During this function :

@stevemosher said in Random panic reboot:

bpf_buffer_append_mbuf() at bpf_buffer_append_mbuf+0x64/frame 0xfffffe1051c9a420

a panic is thrown.

So, "mbuf" - whatever that is - are missing, to small, not enough, etc etc etc

stevemosher

@stevemosher said in Random panic reboot:

We did change Firewall Maximum Fragment Entries from 5000 to 12000 and it still rebooted on us.

We identified that item and tried to fix it by setting max frag to 12000.
We thinking thats not enough? Or is this where the mbuf issue starts?

stephenw10

That's not the same as the mbuf limits but yours are set to 1M for standard sized packets and 500K for jumbo packets so it's unlikely you'd be exhausting that.
The netstat output confirms that, 0 denied clusters.

It does look very similar to the crash on that other thread. Not much more info there though.

What interface types do you have on that box? Can you switch them out?

Steve

stevemosher

Current card is a broadcom/hp 10G card.

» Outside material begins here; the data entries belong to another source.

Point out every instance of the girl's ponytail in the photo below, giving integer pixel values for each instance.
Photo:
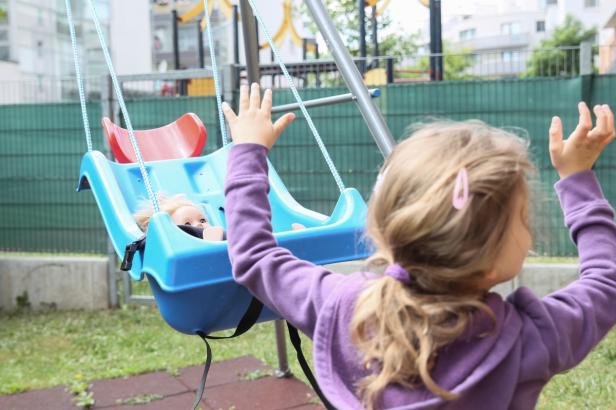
(399, 325)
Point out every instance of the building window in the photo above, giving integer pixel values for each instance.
(467, 34)
(510, 56)
(510, 28)
(540, 26)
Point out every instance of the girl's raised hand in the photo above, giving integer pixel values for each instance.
(580, 151)
(253, 123)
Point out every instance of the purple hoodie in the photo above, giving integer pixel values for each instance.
(533, 340)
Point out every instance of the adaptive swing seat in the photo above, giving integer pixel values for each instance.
(185, 137)
(190, 277)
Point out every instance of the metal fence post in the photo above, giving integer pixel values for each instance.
(586, 74)
(586, 58)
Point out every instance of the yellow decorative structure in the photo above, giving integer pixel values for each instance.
(380, 9)
(287, 26)
(224, 5)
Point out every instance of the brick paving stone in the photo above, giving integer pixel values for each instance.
(106, 392)
(178, 401)
(44, 399)
(225, 372)
(267, 393)
(307, 407)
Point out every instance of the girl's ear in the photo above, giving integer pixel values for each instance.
(488, 280)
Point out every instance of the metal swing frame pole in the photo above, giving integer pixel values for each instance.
(376, 124)
(251, 50)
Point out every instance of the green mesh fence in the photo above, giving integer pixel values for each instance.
(41, 147)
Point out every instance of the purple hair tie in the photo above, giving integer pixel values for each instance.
(399, 273)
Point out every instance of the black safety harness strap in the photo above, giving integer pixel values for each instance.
(249, 318)
(296, 341)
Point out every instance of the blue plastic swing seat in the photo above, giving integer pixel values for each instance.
(191, 278)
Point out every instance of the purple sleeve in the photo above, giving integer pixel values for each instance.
(571, 321)
(293, 287)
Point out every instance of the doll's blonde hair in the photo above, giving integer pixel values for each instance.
(397, 328)
(165, 204)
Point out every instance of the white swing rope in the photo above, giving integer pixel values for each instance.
(313, 128)
(82, 98)
(129, 126)
(221, 118)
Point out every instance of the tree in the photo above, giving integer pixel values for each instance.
(559, 54)
(345, 16)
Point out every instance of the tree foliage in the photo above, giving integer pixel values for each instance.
(559, 54)
(345, 15)
(455, 64)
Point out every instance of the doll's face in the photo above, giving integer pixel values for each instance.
(189, 215)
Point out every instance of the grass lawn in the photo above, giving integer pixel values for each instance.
(58, 348)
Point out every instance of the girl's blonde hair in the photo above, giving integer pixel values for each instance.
(166, 204)
(411, 221)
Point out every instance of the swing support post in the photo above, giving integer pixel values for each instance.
(320, 102)
(376, 124)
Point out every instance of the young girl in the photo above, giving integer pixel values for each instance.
(448, 220)
(183, 212)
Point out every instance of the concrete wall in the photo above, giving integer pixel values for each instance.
(60, 282)
(81, 282)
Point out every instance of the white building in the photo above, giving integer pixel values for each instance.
(35, 48)
(502, 33)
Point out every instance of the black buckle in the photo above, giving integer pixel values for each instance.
(129, 253)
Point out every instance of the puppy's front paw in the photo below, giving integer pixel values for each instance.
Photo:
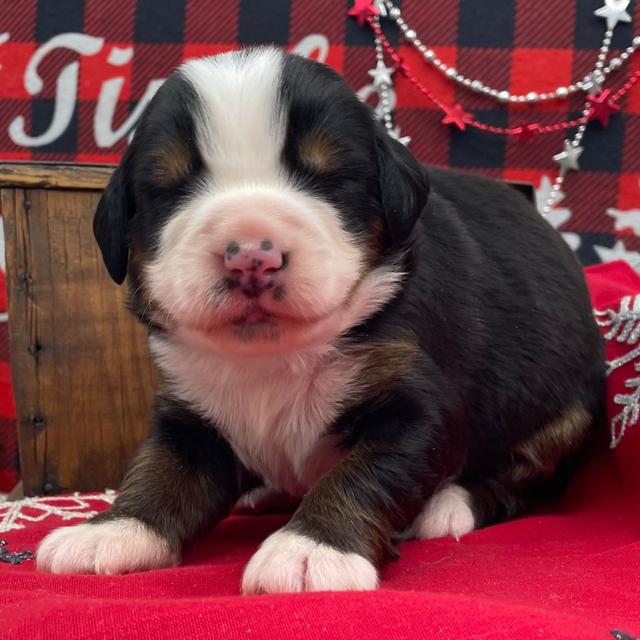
(447, 513)
(288, 563)
(111, 547)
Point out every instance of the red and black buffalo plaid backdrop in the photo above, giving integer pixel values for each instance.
(75, 73)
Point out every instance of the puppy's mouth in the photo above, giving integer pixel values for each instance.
(255, 316)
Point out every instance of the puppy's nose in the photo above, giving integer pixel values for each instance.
(253, 266)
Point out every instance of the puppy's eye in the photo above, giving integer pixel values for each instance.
(319, 154)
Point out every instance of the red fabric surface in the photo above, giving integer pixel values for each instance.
(569, 571)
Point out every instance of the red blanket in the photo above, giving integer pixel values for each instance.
(569, 571)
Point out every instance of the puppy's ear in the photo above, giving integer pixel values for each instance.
(404, 186)
(111, 225)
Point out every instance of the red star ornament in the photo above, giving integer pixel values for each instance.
(455, 115)
(362, 10)
(526, 131)
(602, 108)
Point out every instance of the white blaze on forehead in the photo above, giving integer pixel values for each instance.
(241, 126)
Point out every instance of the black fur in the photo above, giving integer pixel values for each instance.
(494, 304)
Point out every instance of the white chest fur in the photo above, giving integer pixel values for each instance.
(274, 411)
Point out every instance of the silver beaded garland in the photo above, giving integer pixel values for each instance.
(587, 84)
(591, 83)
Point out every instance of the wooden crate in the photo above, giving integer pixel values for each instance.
(82, 378)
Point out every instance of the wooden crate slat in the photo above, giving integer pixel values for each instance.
(83, 381)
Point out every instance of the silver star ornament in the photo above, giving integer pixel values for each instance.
(568, 159)
(381, 75)
(614, 11)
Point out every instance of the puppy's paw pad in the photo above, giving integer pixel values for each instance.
(447, 513)
(290, 563)
(112, 547)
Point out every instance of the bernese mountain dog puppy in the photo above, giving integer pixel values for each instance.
(409, 351)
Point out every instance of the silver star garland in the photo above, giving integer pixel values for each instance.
(613, 11)
(624, 327)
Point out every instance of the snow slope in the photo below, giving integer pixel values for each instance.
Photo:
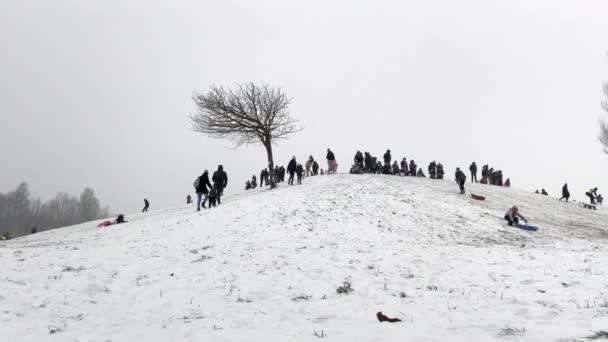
(265, 266)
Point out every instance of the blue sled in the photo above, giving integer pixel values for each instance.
(526, 227)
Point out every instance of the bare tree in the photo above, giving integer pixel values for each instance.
(251, 114)
(603, 136)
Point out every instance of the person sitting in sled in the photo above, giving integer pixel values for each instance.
(512, 216)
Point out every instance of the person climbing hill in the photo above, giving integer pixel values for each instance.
(291, 169)
(220, 178)
(200, 186)
(473, 169)
(565, 193)
(592, 194)
(461, 178)
(512, 216)
(331, 162)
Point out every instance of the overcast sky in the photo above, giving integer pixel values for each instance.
(98, 93)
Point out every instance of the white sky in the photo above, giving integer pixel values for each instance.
(97, 93)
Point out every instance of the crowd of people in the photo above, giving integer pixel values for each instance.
(207, 192)
(362, 163)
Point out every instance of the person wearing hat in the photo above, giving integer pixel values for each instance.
(291, 168)
(387, 157)
(592, 194)
(461, 178)
(331, 161)
(200, 185)
(512, 216)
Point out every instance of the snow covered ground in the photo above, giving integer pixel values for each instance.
(266, 265)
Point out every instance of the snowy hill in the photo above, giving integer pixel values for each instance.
(266, 265)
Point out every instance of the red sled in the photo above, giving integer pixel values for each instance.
(104, 224)
(477, 197)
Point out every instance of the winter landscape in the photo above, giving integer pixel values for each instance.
(323, 170)
(268, 266)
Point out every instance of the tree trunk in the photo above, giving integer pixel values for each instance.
(268, 146)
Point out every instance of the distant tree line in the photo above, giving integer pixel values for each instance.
(21, 215)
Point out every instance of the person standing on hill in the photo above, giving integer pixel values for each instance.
(565, 193)
(592, 194)
(331, 161)
(395, 168)
(404, 169)
(291, 168)
(413, 167)
(433, 170)
(299, 173)
(473, 169)
(461, 178)
(200, 186)
(440, 171)
(359, 160)
(387, 157)
(315, 168)
(484, 174)
(221, 179)
(308, 164)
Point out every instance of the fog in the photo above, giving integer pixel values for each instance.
(98, 94)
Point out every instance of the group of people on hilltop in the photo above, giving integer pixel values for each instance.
(366, 163)
(205, 191)
(295, 170)
(488, 176)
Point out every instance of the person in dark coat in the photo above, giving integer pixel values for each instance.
(359, 160)
(512, 216)
(433, 170)
(387, 157)
(461, 178)
(368, 162)
(214, 195)
(386, 169)
(299, 173)
(291, 168)
(492, 176)
(200, 185)
(315, 168)
(592, 194)
(484, 175)
(473, 169)
(440, 171)
(395, 168)
(565, 192)
(221, 179)
(413, 167)
(331, 162)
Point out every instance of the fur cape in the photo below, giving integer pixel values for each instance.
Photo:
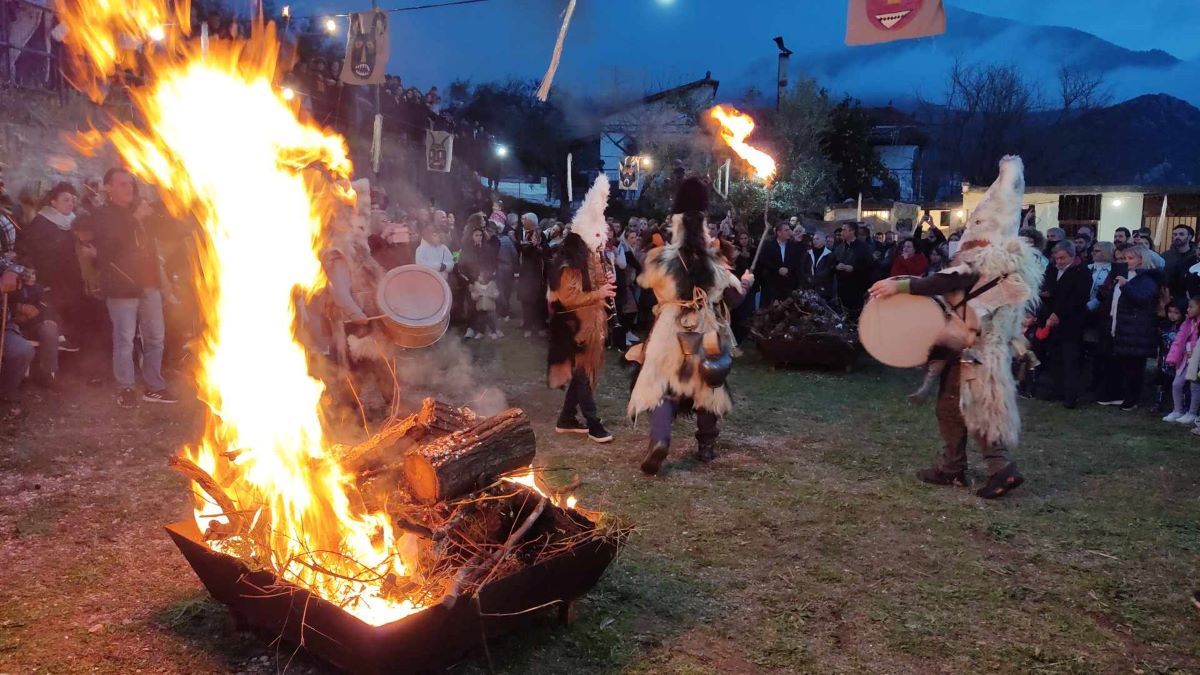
(988, 395)
(665, 371)
(579, 320)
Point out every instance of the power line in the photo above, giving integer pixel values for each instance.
(430, 6)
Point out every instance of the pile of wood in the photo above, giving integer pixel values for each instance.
(804, 329)
(445, 477)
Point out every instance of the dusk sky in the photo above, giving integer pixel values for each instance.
(642, 45)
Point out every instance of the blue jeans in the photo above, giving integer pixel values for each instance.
(708, 425)
(18, 356)
(130, 316)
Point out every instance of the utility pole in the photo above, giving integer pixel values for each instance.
(781, 76)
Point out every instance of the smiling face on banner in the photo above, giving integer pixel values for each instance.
(892, 15)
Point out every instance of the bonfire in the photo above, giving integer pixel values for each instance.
(429, 511)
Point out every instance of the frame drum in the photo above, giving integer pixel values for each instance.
(414, 302)
(900, 330)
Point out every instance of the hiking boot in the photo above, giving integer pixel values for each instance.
(935, 476)
(160, 396)
(1001, 483)
(598, 432)
(570, 425)
(127, 398)
(654, 459)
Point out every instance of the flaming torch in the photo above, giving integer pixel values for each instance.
(736, 126)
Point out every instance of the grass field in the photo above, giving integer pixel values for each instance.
(807, 547)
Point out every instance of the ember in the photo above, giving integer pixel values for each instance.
(432, 508)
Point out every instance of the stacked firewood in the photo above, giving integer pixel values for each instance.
(456, 487)
(804, 314)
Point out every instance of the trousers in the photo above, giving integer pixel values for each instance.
(953, 428)
(18, 356)
(580, 398)
(708, 425)
(131, 316)
(1181, 384)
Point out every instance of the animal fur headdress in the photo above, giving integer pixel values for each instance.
(999, 215)
(690, 198)
(589, 222)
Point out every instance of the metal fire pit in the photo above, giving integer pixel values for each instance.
(431, 638)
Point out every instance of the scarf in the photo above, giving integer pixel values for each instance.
(58, 217)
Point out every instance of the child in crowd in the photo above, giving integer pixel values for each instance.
(1179, 357)
(485, 292)
(1169, 330)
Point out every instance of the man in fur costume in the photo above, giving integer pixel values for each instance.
(995, 276)
(687, 357)
(580, 291)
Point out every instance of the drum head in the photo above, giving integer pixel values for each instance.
(899, 330)
(414, 296)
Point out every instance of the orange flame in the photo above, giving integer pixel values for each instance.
(736, 127)
(222, 144)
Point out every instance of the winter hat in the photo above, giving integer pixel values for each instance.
(693, 196)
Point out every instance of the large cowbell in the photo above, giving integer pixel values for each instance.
(366, 48)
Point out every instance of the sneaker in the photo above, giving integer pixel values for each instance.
(598, 432)
(570, 425)
(160, 396)
(127, 399)
(67, 346)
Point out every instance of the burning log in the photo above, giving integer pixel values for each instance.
(211, 488)
(468, 459)
(432, 420)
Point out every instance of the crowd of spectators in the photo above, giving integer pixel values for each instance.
(101, 268)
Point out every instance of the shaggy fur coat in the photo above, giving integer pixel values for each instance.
(579, 318)
(665, 370)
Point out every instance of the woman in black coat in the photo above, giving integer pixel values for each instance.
(1134, 335)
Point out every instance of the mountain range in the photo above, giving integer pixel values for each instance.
(903, 71)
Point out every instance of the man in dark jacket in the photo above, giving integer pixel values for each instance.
(532, 276)
(1066, 315)
(779, 268)
(131, 282)
(853, 268)
(817, 268)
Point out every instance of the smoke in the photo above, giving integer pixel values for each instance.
(447, 372)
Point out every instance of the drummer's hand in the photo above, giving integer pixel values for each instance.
(885, 288)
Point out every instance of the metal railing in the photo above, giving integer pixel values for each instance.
(48, 72)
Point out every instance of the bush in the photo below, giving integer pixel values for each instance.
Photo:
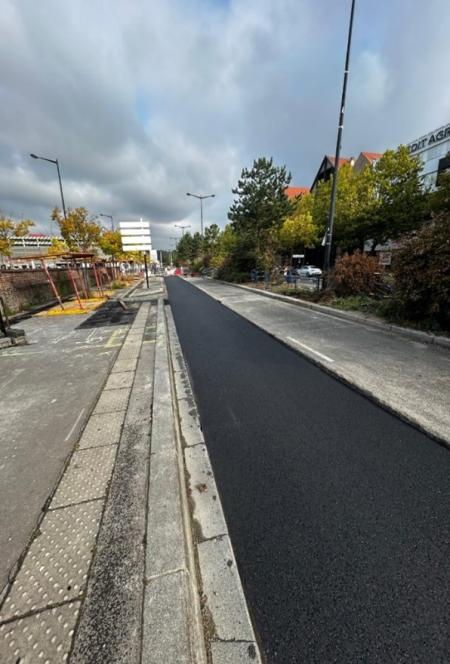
(357, 274)
(422, 274)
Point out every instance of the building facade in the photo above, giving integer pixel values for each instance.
(433, 150)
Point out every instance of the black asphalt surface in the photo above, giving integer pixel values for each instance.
(337, 510)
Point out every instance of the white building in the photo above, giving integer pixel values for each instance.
(433, 150)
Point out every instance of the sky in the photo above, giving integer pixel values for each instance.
(144, 100)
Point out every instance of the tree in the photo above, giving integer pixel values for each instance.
(261, 205)
(57, 247)
(440, 197)
(421, 271)
(10, 229)
(401, 203)
(110, 242)
(79, 232)
(299, 229)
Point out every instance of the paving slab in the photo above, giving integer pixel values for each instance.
(103, 429)
(223, 590)
(112, 400)
(86, 477)
(43, 637)
(56, 565)
(119, 380)
(167, 620)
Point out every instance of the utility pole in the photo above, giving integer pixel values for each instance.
(182, 228)
(329, 232)
(56, 162)
(201, 199)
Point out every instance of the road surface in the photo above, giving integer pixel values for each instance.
(337, 510)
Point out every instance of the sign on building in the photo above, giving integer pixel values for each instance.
(136, 235)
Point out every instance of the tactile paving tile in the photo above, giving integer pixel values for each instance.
(103, 429)
(111, 401)
(116, 380)
(87, 476)
(44, 637)
(57, 562)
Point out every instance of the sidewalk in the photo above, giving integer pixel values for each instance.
(116, 572)
(406, 376)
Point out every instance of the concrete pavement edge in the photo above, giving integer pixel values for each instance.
(228, 629)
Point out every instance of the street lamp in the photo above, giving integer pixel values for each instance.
(54, 161)
(201, 199)
(108, 216)
(182, 228)
(329, 232)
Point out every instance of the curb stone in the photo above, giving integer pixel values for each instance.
(417, 335)
(228, 628)
(172, 630)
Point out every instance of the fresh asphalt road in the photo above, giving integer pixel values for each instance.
(46, 391)
(337, 510)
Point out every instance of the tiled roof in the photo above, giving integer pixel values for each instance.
(372, 156)
(292, 192)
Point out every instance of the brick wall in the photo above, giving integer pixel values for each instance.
(24, 289)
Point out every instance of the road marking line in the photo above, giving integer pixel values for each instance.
(311, 350)
(75, 424)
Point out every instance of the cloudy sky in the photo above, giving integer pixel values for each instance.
(144, 100)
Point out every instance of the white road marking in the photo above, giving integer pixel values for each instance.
(75, 424)
(7, 382)
(311, 350)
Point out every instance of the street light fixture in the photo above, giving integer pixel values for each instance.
(201, 199)
(182, 227)
(108, 216)
(329, 231)
(54, 161)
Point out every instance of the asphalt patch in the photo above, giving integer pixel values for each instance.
(110, 314)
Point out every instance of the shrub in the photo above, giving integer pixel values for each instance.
(422, 273)
(357, 274)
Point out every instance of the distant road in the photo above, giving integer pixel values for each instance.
(338, 511)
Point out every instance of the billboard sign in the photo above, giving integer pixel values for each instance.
(136, 235)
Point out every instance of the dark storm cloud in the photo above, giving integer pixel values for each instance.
(143, 101)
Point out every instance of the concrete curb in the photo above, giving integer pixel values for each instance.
(172, 629)
(417, 335)
(228, 629)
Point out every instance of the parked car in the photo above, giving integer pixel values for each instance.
(309, 271)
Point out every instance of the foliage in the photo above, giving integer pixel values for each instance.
(299, 229)
(79, 232)
(357, 274)
(422, 273)
(10, 229)
(400, 202)
(440, 198)
(261, 206)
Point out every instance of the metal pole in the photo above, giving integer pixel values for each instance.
(60, 188)
(329, 234)
(146, 269)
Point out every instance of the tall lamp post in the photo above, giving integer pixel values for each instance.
(182, 228)
(107, 216)
(54, 161)
(201, 199)
(329, 233)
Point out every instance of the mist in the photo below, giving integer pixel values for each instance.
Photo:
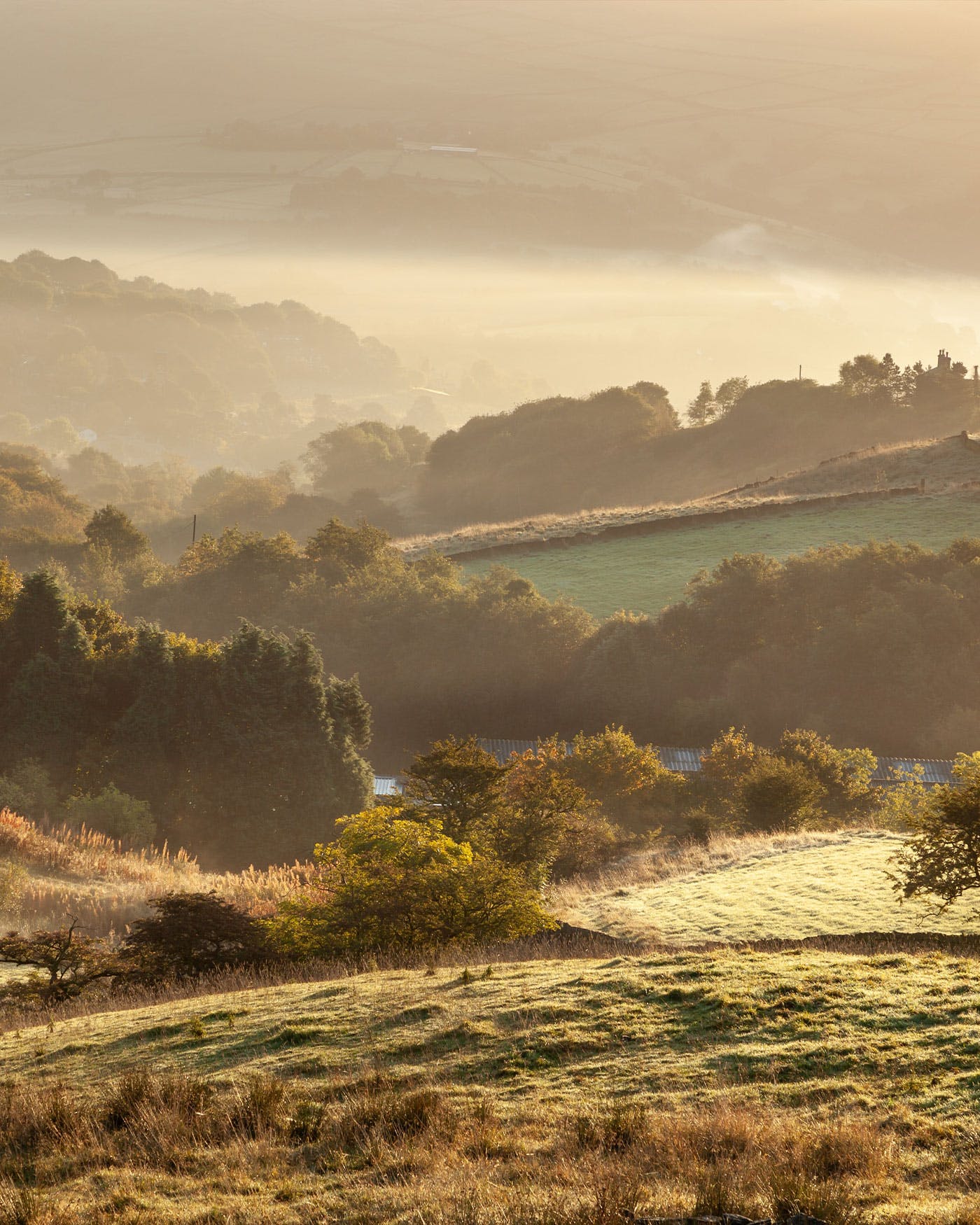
(727, 114)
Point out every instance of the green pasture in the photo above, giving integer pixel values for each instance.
(646, 573)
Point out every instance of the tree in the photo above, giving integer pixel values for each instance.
(115, 532)
(396, 885)
(942, 858)
(370, 455)
(629, 780)
(704, 407)
(729, 393)
(115, 813)
(777, 794)
(844, 774)
(63, 965)
(191, 934)
(461, 783)
(38, 617)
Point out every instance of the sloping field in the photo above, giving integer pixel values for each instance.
(647, 573)
(424, 1097)
(755, 888)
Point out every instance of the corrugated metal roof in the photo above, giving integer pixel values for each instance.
(935, 772)
(386, 784)
(684, 761)
(504, 749)
(687, 761)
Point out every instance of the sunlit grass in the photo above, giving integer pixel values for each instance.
(645, 573)
(549, 1078)
(757, 887)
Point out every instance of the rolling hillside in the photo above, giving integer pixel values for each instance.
(784, 887)
(647, 573)
(552, 1093)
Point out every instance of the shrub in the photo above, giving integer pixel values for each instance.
(113, 813)
(192, 934)
(395, 885)
(63, 965)
(29, 790)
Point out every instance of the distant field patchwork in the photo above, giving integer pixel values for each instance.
(646, 573)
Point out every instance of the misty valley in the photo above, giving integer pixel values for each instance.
(489, 612)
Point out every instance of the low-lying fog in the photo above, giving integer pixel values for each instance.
(573, 323)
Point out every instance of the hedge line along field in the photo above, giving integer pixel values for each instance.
(647, 573)
(550, 1093)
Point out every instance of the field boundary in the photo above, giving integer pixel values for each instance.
(674, 522)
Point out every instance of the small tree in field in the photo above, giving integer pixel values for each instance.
(63, 965)
(192, 934)
(942, 859)
(704, 407)
(395, 885)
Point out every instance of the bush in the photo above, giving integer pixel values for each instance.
(392, 883)
(192, 934)
(115, 813)
(29, 790)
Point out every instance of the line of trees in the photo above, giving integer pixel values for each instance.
(240, 749)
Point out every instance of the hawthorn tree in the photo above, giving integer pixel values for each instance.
(942, 858)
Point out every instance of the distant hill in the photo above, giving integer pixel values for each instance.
(147, 369)
(498, 468)
(37, 514)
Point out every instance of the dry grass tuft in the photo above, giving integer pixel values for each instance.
(64, 874)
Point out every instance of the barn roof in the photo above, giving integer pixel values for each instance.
(386, 784)
(687, 761)
(934, 771)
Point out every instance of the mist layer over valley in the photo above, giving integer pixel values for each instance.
(489, 612)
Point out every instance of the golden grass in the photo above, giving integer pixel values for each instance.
(539, 1094)
(547, 527)
(756, 887)
(85, 875)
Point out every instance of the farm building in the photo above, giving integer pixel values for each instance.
(890, 771)
(687, 761)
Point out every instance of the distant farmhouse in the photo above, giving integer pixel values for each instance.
(890, 771)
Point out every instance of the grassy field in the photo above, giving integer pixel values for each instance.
(748, 888)
(646, 573)
(552, 1093)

OCE0/OCE1

Trying to see if we can grab an intel x550t2 card and see if that changes anything.

I do agree it seems to be more bsd related.

stevemosher

We went ahead and picked up an Intel X550T2 card. Should be here next week.

Stay tuned.

Above all -- Thank you.

stephenw10

Ah, nice. Yeah looking at that the 'oce_multiq` call very close to the panic seems suspicious and is also in the panic on the other thread.

Steve

stevemosher

Follow up.

The interfaces keep flapping or at least stating they are up or down repeatedly on console.

The damn thing has ran for 8 days solid now no reboots.
The Intel card still has yet to show up.

stephenw10

Hmm, seems suspicious though. Maybe that older card is actually suspect if it keeps losing link. Or something else in the connection.

stevemosher

We did swap out the card a couple weeks ago thinking that was it.

We even tried a whole other pc for the foundation.

Only common thing is the OS and 1 certain make/model HP card.

Come on Intel card.

stevemosher

The Intel X550T2 is installed. We'll beat on it and see how it goes.

stevemosher

Pretty convinced our issues are gone with the new card.

Hell we even get better speeds in and out.

Thank you to all on this board who help us out.